There are two ways to fine-tune Paligemma, either through Hugging Face’s Transformer library or by utilizing Big Vision and JAX. I went for this last option. Big Vision provides a Colab notebook, which I modified for my use case. You’ll be able to open it by going to my GitHub repository:

I used a batch size of 8 and a learning rate of 0.003. I ran the training loop twice, which translates to 158 training steps. The whole running time using a T4 GPU machine was 24 minutes.

The outcomes weren’t as expected. Paligemma didn’t produce predictions in some images, and in others, the resulting masks were removed from the bottom truth. I also obtained segmentation codewords with greater than 16 tokens in two images.

Results of the fine-tuning where there have been predictions. Image made by the writer.

It’s price mentioning that I exploit the primary Paligemma version. Perhaps the outcomes are improved when using Paligemma2 or by tweaking the batch size or learning rate further. In any case, these experiments are out of the scope of this blog.

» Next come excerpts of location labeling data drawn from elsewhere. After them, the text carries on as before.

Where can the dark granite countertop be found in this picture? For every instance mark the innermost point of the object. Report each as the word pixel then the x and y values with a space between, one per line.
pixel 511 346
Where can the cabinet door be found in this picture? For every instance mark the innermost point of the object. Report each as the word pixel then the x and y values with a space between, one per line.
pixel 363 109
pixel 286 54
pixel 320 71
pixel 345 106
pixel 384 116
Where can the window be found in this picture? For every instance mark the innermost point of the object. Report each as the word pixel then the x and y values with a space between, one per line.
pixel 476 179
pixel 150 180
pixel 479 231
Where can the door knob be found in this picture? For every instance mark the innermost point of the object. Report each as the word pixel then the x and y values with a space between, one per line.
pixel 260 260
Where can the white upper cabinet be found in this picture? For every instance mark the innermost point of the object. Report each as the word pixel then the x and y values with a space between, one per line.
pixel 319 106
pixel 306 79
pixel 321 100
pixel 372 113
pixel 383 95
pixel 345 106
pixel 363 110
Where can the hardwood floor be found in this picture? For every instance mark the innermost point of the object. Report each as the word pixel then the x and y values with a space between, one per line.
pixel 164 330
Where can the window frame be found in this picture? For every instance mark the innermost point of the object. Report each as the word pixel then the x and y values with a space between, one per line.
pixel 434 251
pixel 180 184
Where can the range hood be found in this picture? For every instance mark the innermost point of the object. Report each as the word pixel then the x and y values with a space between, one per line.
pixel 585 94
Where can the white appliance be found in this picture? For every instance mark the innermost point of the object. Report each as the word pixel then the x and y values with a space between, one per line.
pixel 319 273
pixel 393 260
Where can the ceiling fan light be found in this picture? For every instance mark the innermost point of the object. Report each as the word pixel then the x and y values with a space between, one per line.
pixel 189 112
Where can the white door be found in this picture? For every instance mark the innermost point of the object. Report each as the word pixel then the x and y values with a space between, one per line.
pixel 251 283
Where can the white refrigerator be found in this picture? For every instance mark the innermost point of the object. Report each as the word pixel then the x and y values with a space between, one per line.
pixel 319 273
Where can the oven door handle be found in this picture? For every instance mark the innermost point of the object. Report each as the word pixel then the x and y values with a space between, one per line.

The demo results show that the default Paligemma model is healthier at segmenting water than my finetuned model. For my part, UNET is a greater architecture if the aim is to construct a model specialized in segmenting objects. For more information on methods to train such a model, you may read my previous blog post:

Other limitations:

I would like to say another challenges I encountered when fine-tuning Paligemma using Big Vision and JAX.

  • Establishing different model configurations is difficult because there’s still little documentation on those parameters.
  • The primary version of Paligemma has been trained to handle images of various aspect ratios resized to 224×224. Ensure to resize your input images with this size only. This may prevent raising exceptions.
  • When fine-tuning with Big Vision and JAX, You would possibly have JAX GPU-related problems. Ways to beat this issue are:

a. Reducing the samples in your training and validation datasets.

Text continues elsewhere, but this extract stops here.